White House threatens to veto House Democrats’ sweeping clean energy bill

The White House on Monday issued a threat to veto the sweeping clean energy legislation House Democratic leadership has teed up for a vote this week.

The House bill would “undermine the Administration’s deregulatory agenda and empower the government to select favored solutions while reinstating big-government policies and programs,” the White House said in a statement of administration policy.

The White House also slammed the House bill as increasing government spending, overlooking needed changes to environmental permitting, and creating a green bank that would fund “projects similar to well known failures like Solyndra.” Solar panel manufacturer Solyndra went bankrupt after receiving hundreds of millions in federal loans during the Obama administration.

The House bill, known as the Clean Economy Jobs and Innovation Act, is a compilation of dozens of smaller clean energy-related bills, many of them bipartisan.

Nonetheless, House Speaker Nancy Pelosi and Majority Leader Steny Hoyer framed the legislation as Democrats’ next big step to tackle climate change.

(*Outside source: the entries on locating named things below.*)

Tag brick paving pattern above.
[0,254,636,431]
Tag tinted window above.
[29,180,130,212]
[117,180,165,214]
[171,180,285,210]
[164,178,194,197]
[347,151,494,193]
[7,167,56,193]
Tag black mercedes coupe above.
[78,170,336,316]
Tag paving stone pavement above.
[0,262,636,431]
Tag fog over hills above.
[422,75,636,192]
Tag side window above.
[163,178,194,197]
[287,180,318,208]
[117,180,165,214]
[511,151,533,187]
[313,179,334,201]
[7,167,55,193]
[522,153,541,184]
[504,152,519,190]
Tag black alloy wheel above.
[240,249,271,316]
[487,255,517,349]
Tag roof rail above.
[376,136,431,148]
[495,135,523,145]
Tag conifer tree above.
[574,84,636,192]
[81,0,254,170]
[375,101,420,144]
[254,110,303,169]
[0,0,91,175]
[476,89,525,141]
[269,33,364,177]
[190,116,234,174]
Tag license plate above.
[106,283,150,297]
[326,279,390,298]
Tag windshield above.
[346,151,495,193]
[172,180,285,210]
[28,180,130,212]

“As the wildfires ravaging the west and the historic storms devastating the Gulf Coast heartbreakingly show, there is no time to deny the reality of the climate crisis,” Pelosi said in a statement when the bill was introduced Tuesday. “Urgent, science-based action is needed now.”

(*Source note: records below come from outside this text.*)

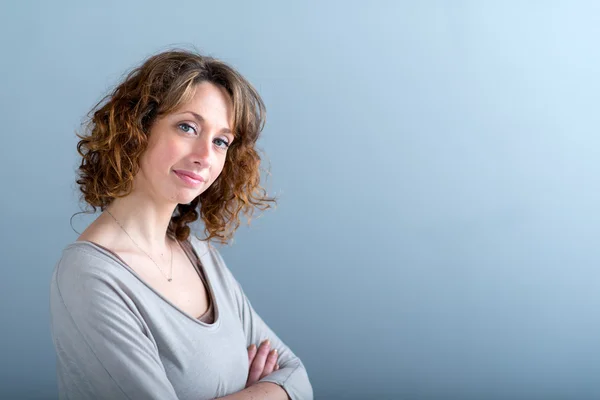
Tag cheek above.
[152,141,184,170]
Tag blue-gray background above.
[0,0,600,399]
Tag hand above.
[246,339,279,387]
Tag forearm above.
[219,382,290,400]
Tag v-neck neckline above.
[71,240,221,329]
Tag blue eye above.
[215,139,229,149]
[177,122,198,134]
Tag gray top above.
[50,236,313,400]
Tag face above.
[134,82,233,204]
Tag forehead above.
[175,82,233,125]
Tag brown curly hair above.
[76,49,276,244]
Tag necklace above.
[104,209,173,282]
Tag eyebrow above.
[179,111,233,135]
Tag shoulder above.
[190,235,234,286]
[50,241,131,304]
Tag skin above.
[79,82,289,399]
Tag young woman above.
[50,50,313,400]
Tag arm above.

The legislation seeks to boost research spending for renewable energy, as well as low-carbon technologies such as carbon capture and storage and advanced nuclear power. The bill would also aim to strengthen energy efficiency codes for buildings, invest in modernizing the electric grid, and expand access to electric cars.

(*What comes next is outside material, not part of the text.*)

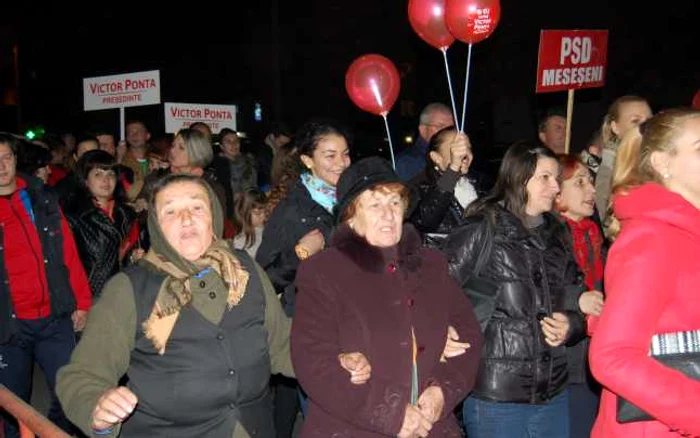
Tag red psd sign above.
[536,30,608,93]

It’s unclear what the White House veto threat means for a similarly sweeping, though less aggressive, energy package led by Senate Energy Committee Chairwoman Lisa Murkowski, an Alaska Republican, and Democratic Sen. Joe Manchin. That bill has robust support from energy industry groups, many environmental groups, and conservative clean energy groups.

Prospects for that bill’s passage improved slightly two weeks ago when Senate Environment Committee leaders reached a deal on an amendment to limit potent greenhouse gas coolants that had killed a floor vote in March.

The White House statement doesn’t address the Murkowski-Manchin measure, but it does generally criticize some policies that appear in both that bill and the House package.

For example, the White House said the House bill would increase energy costs by “requiring State and local governments to establish strict building codes that are not grounded in available technologies, and mandating a rigorous transition from hydrofluorocarbon use in the private heating and cooling sector.”